Venezia 72. Anomalisa e altre recensioni
Pregiudicati paranoici, speaker sociopatici e anziani privi di memoria: al centro di tre dei film più interessanti del concorso di Venezia 72 sono persone dalla mente in qualche modo provata.
In Abluka (Frenzy) del turco Emin Alper l’ex detenuto in libertà vigilata Kadir sviluppa una propria teoria del complotto in cui crede coinvolto il fratello minore Ahmet, dedito allo sterminio dei cani randagi e affetto da depressione. Forte di un’ambientazione in una periferia di Istanbul squallida e malsana, fra tuguri e discariche, è un film dissociativo nella narrazione fino a risultare, a tratti, incomprensibile, ma in fondo efficace nel ritrarre la progressiva discesa nella follia di personaggi borderline. La scelta di raccontare i fatti da più prospettive, tornando spesso indietro e mischiando di continuo realtà e allucinazione, si rivela azzeccata per far precipitare lo spettatore nel clima di paranoia generato dalla mente dei protagonisti – a loro volta prodotti di una società condizionata dalla paura del terrorismo, in cui la pietà non è concessa a nessuno, uomini o animali, e il bello si riduce a oggetto masturbatorio – dando vita a un’opera, per quanto confusa e ripetitiva, comunque degna di nota.
Anomalisa di Charlie Kaufman riprende il discorso sulla difficoltà relazionale dell’individuo in una società omologante già affrontato dal regista nelle opere precedenti. Al pari del sistema operativo in Her, la timida Lisa, una ragazza dal volto sfigurato, rappresenta per l’anaffettivo protagonista Michael, speaker motivazionale in crisi, quella persona speciale – quella anomalia, appunto – per cui è ancora possibile provare sentimenti; l’unica, infatti, di cui Michael riconosce una voce personale, quando tutte le altre gli risultano uguali. Il film è girato in stop motion, ma se da un lato l’essenza pupazzesca dei personaggi è sottolineata fisicamente dalla loro scomponibilità, dall’altro la caratterizzazione è così realistica e matura da farcelo dimenticare; anche nelle scene di sesso, mai viste in un’opera simile. Straordinaria la prova vocale di Jennifer Jason Leigh (specie quando intona Girls Just Want To Have Fun di Cyndi Lauper) e di Tom Noonan, che doppia “tutte le altre voci”.

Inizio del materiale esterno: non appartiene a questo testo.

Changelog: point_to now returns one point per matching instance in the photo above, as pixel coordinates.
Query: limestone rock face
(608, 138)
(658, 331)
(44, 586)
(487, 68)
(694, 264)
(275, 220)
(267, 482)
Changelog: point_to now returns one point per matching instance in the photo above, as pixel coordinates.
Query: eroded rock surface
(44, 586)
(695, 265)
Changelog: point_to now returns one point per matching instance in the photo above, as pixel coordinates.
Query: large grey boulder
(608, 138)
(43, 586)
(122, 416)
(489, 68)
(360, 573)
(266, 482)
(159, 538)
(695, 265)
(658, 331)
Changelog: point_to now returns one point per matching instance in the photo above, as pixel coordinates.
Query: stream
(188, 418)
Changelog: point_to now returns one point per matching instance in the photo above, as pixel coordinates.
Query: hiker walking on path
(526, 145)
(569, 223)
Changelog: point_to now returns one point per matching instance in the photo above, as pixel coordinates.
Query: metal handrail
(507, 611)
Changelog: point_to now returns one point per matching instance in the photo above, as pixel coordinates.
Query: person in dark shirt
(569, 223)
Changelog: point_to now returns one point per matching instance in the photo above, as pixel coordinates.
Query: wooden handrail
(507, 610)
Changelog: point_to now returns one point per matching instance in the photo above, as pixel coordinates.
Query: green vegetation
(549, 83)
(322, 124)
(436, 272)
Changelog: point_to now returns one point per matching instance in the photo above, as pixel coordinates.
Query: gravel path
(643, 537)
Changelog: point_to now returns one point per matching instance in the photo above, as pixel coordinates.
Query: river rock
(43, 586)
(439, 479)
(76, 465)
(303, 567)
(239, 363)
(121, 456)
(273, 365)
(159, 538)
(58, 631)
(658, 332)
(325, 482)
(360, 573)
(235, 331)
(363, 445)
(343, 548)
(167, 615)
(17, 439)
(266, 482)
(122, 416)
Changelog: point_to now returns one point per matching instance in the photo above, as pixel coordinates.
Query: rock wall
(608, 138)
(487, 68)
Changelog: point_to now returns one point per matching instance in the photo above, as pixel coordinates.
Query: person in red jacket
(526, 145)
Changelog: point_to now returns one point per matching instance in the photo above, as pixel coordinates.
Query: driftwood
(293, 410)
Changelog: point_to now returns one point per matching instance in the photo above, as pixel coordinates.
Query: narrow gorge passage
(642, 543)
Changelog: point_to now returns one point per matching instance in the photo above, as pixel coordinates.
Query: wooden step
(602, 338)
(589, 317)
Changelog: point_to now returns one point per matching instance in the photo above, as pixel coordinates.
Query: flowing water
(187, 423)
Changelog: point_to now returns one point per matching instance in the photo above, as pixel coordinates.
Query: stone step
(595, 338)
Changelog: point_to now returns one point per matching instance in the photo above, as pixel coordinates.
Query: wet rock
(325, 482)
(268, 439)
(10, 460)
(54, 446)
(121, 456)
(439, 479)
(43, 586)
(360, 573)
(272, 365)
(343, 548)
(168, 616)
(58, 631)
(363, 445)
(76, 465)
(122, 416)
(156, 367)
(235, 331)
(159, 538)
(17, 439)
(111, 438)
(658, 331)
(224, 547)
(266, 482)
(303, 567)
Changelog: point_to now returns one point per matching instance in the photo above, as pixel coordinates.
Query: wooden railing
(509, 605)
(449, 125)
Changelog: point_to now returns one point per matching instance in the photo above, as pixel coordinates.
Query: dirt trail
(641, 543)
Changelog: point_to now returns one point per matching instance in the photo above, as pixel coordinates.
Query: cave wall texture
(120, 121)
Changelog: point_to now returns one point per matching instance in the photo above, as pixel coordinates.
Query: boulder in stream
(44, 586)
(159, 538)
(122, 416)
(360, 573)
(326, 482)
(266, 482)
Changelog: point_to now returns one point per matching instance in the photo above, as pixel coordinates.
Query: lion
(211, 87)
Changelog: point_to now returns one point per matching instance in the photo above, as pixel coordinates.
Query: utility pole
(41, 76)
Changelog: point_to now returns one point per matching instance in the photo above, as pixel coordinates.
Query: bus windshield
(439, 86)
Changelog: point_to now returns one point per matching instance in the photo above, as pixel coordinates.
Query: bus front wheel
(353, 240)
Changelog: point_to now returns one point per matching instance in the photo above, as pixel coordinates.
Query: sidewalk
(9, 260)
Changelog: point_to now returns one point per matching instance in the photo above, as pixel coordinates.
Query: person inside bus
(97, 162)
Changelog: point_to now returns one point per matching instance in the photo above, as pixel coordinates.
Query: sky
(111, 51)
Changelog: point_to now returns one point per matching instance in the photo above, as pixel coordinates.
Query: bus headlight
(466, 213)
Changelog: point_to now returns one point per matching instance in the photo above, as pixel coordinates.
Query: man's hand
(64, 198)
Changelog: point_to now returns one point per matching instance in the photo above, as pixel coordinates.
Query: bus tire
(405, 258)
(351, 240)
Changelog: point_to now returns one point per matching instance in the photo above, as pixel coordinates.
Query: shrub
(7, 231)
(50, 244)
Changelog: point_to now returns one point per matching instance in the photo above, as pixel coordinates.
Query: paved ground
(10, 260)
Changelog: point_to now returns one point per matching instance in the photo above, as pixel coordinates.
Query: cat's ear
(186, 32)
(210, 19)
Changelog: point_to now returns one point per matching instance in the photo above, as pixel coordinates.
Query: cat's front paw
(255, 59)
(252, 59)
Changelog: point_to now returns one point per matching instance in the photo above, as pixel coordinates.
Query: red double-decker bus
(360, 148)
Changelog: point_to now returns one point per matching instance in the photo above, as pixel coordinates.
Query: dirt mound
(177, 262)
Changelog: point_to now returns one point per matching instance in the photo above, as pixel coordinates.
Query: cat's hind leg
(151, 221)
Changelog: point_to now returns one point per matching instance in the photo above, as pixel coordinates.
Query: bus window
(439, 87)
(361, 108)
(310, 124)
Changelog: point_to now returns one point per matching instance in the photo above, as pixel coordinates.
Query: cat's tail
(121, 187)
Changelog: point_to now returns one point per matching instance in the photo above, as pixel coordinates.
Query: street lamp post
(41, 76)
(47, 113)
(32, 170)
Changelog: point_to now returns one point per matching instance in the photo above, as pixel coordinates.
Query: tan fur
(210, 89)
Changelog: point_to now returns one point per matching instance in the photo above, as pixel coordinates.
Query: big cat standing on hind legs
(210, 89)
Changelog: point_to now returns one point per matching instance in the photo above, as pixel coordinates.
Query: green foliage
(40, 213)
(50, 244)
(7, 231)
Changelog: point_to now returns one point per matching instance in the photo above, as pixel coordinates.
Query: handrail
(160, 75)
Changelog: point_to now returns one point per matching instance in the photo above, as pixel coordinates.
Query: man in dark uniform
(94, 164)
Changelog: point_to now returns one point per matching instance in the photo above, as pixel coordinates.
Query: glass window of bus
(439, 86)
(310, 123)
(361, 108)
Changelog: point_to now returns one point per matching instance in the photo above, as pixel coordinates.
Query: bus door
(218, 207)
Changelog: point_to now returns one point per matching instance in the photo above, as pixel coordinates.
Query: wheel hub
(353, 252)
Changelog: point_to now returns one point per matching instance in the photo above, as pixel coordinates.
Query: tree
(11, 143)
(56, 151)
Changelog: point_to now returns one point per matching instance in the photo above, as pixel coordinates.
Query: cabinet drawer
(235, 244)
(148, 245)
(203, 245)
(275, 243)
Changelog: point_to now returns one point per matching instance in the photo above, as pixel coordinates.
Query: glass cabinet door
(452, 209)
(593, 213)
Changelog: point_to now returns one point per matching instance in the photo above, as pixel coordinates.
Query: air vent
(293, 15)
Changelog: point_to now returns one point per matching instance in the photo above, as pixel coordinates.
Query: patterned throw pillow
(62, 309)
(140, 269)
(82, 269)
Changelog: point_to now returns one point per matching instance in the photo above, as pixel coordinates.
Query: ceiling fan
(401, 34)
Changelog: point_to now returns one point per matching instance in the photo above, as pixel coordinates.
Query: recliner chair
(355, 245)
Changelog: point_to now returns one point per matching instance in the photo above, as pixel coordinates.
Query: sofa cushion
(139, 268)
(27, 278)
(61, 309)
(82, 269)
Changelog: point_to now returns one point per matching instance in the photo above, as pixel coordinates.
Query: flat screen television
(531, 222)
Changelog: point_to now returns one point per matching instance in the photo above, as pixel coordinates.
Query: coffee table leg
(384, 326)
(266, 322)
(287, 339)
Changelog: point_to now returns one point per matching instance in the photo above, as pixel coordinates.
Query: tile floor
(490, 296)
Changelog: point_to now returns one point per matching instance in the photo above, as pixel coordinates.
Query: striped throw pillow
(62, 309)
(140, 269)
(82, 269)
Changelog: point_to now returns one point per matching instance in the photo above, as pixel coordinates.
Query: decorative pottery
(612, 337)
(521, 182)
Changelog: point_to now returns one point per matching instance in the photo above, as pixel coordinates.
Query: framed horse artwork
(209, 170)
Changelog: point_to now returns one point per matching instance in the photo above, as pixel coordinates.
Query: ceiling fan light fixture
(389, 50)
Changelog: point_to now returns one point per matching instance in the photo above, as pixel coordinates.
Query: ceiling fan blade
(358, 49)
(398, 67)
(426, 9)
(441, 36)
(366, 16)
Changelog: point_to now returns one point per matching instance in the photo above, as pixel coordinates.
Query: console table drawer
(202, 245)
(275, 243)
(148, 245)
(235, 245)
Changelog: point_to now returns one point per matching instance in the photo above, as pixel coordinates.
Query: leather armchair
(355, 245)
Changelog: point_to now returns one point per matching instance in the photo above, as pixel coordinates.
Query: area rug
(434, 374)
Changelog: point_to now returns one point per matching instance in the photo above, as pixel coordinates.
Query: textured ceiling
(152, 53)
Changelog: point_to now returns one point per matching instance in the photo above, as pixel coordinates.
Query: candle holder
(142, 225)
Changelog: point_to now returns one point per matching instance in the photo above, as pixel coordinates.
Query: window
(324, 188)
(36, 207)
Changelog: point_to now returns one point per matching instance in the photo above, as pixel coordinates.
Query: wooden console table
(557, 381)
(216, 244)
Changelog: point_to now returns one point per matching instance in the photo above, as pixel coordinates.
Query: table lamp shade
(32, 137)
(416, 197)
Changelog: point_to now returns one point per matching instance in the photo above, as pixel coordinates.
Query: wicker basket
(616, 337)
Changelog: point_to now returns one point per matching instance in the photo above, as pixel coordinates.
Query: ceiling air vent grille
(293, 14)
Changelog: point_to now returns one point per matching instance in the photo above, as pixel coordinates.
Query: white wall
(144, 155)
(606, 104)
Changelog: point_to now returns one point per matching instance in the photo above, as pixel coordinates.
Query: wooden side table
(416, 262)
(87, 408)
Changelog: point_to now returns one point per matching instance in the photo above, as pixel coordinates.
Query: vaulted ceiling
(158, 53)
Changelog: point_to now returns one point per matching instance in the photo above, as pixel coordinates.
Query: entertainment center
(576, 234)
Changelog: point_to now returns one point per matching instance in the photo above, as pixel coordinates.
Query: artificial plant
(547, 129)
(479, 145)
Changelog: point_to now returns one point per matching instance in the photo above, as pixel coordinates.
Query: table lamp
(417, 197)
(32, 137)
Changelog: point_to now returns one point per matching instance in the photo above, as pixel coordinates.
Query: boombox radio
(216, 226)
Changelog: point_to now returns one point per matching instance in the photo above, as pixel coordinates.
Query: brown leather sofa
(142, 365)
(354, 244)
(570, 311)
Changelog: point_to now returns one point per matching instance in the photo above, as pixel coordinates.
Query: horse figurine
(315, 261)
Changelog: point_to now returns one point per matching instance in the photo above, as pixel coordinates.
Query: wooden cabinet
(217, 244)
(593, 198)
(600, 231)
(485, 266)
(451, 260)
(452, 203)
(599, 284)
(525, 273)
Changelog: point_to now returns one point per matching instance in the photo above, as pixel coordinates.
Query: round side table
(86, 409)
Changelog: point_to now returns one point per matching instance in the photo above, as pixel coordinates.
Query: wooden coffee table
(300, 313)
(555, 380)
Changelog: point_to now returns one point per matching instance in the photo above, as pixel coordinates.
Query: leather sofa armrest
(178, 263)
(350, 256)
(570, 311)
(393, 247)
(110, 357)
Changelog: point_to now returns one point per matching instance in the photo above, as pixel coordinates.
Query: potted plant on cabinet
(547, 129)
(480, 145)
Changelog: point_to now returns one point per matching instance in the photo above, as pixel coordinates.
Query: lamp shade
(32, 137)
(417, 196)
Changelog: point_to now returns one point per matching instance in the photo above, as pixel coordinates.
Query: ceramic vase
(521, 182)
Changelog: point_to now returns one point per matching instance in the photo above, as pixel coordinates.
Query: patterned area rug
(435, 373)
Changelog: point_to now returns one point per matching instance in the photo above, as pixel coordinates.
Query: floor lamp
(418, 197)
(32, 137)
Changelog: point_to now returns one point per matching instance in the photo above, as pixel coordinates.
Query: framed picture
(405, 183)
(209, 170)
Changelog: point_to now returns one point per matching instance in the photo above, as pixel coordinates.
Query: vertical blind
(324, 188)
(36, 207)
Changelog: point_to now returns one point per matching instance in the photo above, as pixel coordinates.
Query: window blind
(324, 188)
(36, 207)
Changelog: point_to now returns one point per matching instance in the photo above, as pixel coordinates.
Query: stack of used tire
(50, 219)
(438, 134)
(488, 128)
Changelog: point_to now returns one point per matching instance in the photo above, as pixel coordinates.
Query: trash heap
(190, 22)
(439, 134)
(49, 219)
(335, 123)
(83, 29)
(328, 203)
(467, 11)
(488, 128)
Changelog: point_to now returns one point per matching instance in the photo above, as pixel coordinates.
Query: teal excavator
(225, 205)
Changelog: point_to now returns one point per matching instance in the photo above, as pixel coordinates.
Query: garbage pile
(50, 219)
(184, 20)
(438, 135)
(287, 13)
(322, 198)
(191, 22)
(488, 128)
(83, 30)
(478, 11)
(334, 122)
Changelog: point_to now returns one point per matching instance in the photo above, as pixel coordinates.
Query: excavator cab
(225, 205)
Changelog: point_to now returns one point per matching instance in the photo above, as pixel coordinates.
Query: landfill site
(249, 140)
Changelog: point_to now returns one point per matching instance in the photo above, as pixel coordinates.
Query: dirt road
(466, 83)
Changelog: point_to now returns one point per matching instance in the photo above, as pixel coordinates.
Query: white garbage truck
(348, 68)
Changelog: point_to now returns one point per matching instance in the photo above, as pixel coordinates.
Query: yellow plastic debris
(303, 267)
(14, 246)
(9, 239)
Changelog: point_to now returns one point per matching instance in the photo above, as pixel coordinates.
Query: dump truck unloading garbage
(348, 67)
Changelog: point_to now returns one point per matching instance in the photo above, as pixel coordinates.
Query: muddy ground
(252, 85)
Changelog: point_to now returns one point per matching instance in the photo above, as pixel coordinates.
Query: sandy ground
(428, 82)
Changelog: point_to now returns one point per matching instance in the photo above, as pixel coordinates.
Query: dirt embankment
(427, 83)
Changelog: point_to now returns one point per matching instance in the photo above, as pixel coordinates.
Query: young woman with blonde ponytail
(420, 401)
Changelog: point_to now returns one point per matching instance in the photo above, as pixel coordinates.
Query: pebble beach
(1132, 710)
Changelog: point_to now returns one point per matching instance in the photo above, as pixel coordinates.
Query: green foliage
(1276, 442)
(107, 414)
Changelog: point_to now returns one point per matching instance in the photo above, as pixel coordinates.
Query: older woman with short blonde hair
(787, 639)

Remember di Atom Egoyan vede infine protagonista un anziano sopravvissuto ad Auschwitz, e affetto da demenza senile, che accetta di regolare i conti con l’ufficiale nazista che sterminò la sua famiglia. Il dramma della perdita di memoria individuale diviene metafora della rimozione del passato, e dei mali che si porta dietro, da parte di una umanità traumatizzata, dando vita a una riflessione interessante e per nulla scontata sul precario confine fra vittime e carnefici che sfocia in un colpo di scena finale da pugno nello stomaco. Molto più che un semplice revenge movie, il cui unico punto debole si rivela una regia abbastanza convenzionale che finisce col privare di forza una sceneggiatura da sospensione dell’incredulità ma in fondo pienamente soddifacente, con uno splendido cast di over 70 dominato da un eccelso Christopher Plummer al tempo stesso fragile e inquietante.